A reliable oneesan, a genius in arithmetics, an amazing baker… that is our protagonist - Hoto Cocoa. The young girl has many talents for sure, but art seems to be not one of them.
As much as Cocoa wants to appear reliable, she is so depressed how bad her art homework turns out, that she asks Chino to help her improve her drawing.
Cocoa’s drawing can be represented as a 2D array of size N*M: N rows with M integers in each row. Each integer represents the color on that position; two positions have the same color iff they have the same integers, to be more precise.
Chino is doubtlessly great at art, but only abstract art. She will view a piece of drawing acceptable, if and only if each color that appears in the drawing forms a single connected component.
That is, for any two blocks that share the same color ci, one can find a way to walk from one to the other using only 4 directions: up, down, left, right, while only walking on blocks of color ci.
For example, in the drawing below, there are two colors 0 and 6 that fail to form a single connected component.
If Cocoa’s drawing fails this criteria for a good abstract art, Chino wants to point out what colors violate the rules, and should be eliminated in order for the drawing to be acceptable. But since Cocoa has made a very big painting, Chino wants you to write a program to help her find these colors.

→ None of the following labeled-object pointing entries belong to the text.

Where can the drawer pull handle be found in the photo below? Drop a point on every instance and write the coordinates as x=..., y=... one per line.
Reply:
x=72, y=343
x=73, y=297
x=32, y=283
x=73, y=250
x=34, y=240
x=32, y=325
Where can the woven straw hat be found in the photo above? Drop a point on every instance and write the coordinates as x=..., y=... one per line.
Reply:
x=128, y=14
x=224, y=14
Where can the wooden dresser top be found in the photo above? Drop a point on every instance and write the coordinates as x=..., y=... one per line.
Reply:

(If you help Chino maybe she’ll let you pat her head!)
Input
Each input file contains only one testcase. For each test case, there will be one line and a 2D array A that describes Cocoa’s drawing.
The first line contains a pair of integers N M, denoting the size of the drawing. Both N and M will not exceed 1000.
Hence come N lines, each having M integers. The j-th integer in the i-th line, Aij, has the range 0 to 65535.
Output
For each testcase, if the drawing is an acceptable abstract art (by Chino’s standards), print a single word “ABSTRACT”(without quotation marks); else, if there are k colors that need to be eliminated, print the numbers of these colors on k separate lines in ascending order.